In general, there are plenty torsion bundles, that is, line bundles with a finite power which is trivial. There are two ways you can get those.

(For simplicity) let $X$ be a smooth projective manifold over $\mathbb C$. Consider the exponential sequence $$ 0 \to \mathbb Z_X \to \mathscr O_X \to \mathscr O_X^\times \to 0$$ and the long exact cohomology sequence it leads to: $$ 0 \to \mathbb Z \to \mathbb C \to \mathbb C^\times \overset 0 \longrightarrow H^1(X,\mathbb Z)\to H^1(X,\mathscr O_X)\to H^1(X,\mathscr O_X^\times)\overset{c_1}{\longrightarrow} H^2(X,\mathbb Z)$$ Now here one has that $H^1(X,\mathbb Z)\simeq \mathbb Z^{2g}$, $H^1(X,\mathscr O_X)\simeq \mathbb C^{g}$, and $H^1(X,\mathscr O_X^\times)\simeq \mathrm{Pic}(X)$ and the last map $H^1(X,\mathscr O_X^\times)\to H^2(X,\mathbb Z)$ is just $c_1$ as in Henry's answer.
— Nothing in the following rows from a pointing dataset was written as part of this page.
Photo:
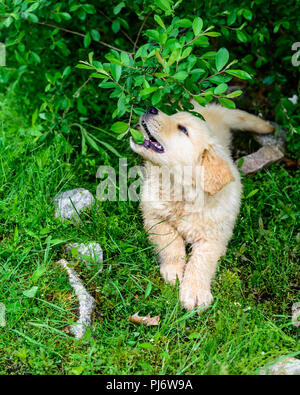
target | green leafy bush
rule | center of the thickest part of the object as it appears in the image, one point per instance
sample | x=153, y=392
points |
x=106, y=61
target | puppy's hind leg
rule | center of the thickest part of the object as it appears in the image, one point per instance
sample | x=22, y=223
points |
x=199, y=272
x=170, y=248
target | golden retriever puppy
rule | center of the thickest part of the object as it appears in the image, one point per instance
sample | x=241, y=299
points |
x=194, y=198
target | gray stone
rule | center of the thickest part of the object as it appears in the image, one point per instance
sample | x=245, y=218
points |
x=287, y=366
x=68, y=204
x=92, y=250
x=278, y=139
x=260, y=159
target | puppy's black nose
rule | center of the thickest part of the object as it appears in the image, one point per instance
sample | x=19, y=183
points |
x=152, y=110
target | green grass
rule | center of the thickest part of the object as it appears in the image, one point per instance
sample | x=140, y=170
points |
x=255, y=286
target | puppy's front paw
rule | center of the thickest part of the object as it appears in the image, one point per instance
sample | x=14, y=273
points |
x=193, y=295
x=171, y=271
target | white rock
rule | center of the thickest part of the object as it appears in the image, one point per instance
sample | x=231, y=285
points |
x=68, y=204
x=293, y=99
x=86, y=301
x=296, y=314
x=93, y=250
x=287, y=366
The image of $H^1(X,\mathscr O_X)$ in $H^1(X,\mathscr O_X^\times)$ is usually denoted by $\mathrm{Pic}^\circ(X)$ and is isomorphic to $\mathbb C^g/\mathbb Z^{2g}$, a complex torus (actually if $X$ is projective, then this is an abelian variety, called the Picard variety). The line bundles parametrized by this are the topologically trivial line bundles, that is those whose $c_1$ is zero. This being a complex torus there will be plenty of elements that are of finite order and they all correspond to torsion line bundles. In particular, if $g\neq 0$ then there will always be non-trivial line bundles whose square is trivial. To see how these appear geometrically, consider the Albanese morphism which maps $X$ to the abelian variety $\mathrm{Alb}(X)=H^0(X,\Omega_X)/H_1(X,\mathbb Z)^*$ (called the Albanese variety of $X$) which is just the dual abelian variety of the Picard variety. Take a torsion line bundle there and pull it back to $X$.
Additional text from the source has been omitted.